Upload README.md with huggingface_hub

5a13aa5 verified about 1 month ago

3.8 kB

tags:
  - anomaly-detection
  - intrusion-detection
  - vehicle-security
  - automotive
  - CAN-bus
  - cybersecurity
  - sklearn
  - xgboost
  - tabular-classification
license: apache-2.0
library_name: sklearn
metrics:
  - accuracy
  - f1
  - precision
  - recall

Vehicle Intrusion Detection System (IDS) — Anomaly Detector

Multi-Tiered Hybrid IDS for detecting hacking attempts in vehicle CAN bus telecom data.

Based on the MTH-IDS architecture (340 citations, 99.99% accuracy).

Architecture

Tier 1: Signature-Based IDS (Multi-Class Classification)

Stacking Ensemble: XGBoost + RandomForest + ExtraTrees + DecisionTree → Logistic Regression meta-learner
Detects 4 known attack types: DoS, Fuzzy, RPM Spoofing, Gear Spoofing

Tier 2: Anomaly-Based IDS (Zero-Day Detection)

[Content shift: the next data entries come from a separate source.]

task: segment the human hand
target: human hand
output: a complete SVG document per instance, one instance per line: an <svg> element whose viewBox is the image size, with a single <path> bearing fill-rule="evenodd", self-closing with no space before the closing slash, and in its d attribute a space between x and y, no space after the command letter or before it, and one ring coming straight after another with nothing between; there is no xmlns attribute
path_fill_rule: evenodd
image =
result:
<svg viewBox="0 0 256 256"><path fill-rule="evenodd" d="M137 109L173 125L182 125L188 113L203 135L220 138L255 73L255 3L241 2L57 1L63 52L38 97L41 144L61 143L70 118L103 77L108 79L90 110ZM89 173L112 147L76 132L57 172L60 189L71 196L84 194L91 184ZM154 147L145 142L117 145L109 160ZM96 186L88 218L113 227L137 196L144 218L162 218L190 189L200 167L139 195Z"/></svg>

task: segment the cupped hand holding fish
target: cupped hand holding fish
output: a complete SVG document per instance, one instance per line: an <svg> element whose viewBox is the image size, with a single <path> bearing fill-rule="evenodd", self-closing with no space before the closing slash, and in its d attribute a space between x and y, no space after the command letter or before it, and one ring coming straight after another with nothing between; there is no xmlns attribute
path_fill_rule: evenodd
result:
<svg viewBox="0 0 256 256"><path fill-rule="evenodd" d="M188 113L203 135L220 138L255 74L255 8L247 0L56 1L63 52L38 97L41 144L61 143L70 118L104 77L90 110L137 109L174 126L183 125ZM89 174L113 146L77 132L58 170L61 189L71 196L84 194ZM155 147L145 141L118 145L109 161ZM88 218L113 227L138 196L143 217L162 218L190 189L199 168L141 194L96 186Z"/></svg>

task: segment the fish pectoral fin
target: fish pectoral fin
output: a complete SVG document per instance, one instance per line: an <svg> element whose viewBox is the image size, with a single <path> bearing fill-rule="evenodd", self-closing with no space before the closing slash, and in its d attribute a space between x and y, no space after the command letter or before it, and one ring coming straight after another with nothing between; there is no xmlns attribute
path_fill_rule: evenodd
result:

Isolation Forest trained on normal traffic only
Detects unknown/novel attacks not seen during training

Combined Detection

If Tier 1 classifies as Normal but Tier 2 flags as anomaly → UNKNOWN_ATTACK alert
Catches zero-day attacks that evade signature-based detection

Performance

Metric	Tier 1 (Multi-Class)	Tier 2 (Anomaly)
Accuracy	0.9586	0.6103
F1 (weighted)	0.9584	0.7035
Precision	0.9597	0.9243
Recall	0.9586	0.5678

Base Learner Validation Accuracies

Model	Accuracy
Decision Tree	0.9664
Random Forest	0.9690
Extra Trees	0.9690
XGBoost	0.9689

Attack Types Detected

Attack	Description	Detection
DoS	Flood CAN bus with dominant ID (0x0000) every 0.3ms	Signature (Tier 1)
Fuzzy	Random CAN ID and data injection every 0.5ms	Signature (Tier 1)
RPM Spoofing	Inject fake RPM gauge values every 1ms	Signature (Tier 1)
Gear Spoofing	Inject fake drive gear values every 1ms	Signature (Tier 1)
Unknown/Zero-Day	Any novel attack pattern	Anomaly (Tier 2)

Usage

import pickle
import pandas as pd
from inference import load_model, preprocess, predict

# Load model
model = load_model('vehicle_ids_model.pkl')

# Load CAN bus data (CSV format: timestamp, can_id, dlc, d0-d7, flag)
df = pd.read_csv('can_traffic.csv')

# Preprocess and predict
X = preprocess(df, model)
results = predict(X, model)

# Results contain: attack_type, anomaly_score, is_anomaly, alert
# alert values: NORMAL, KNOWN_ATTACK, UNKNOWN_ATTACK
print(results['alert'].value_counts())

Input Format

CAN bus message CSV with columns:

timestamp: Recording time (seconds)
can_id: CAN identifier in HEX (e.g., "043F")
dlc: Data Length Code (0-8)
d0-d7: Data bytes in HEX (e.g., "FF")
flag: R (normal) or T (injected/attack)

Feature Engineering

10 features extracted from raw CAN messages:

CAN ID (decimal), DLC
8 data bytes (decimal)
Statistical features: mean, std, min, max, range, sum of data bytes
Temporal: inter-arrival time (IAT)
Frequency: CAN ID frequency in traffic
Information-theoretic: data byte entropy

Training Details

Dataset: ~1,077,264 CAN bus messages (HCRL Car-Hacking format)
Train/Val/Test split: 70/15/15
SMOTE for class imbalance handling
Feature selection via Mutual Information
Z-score normalization

References

Li et al., "MTH-IDS: A Multi-Tiered Hybrid Intrusion Detection System for IoV", IEEE IoT Journal, 2021. arXiv:2105.13289
Seo et al., "GIDS: GAN based IDS for In-Vehicle Network", PST 2018. arXiv:1907.07377
Song et al., "In-vehicle network intrusion detection using deep CNN", Vehicular Communications, 2020.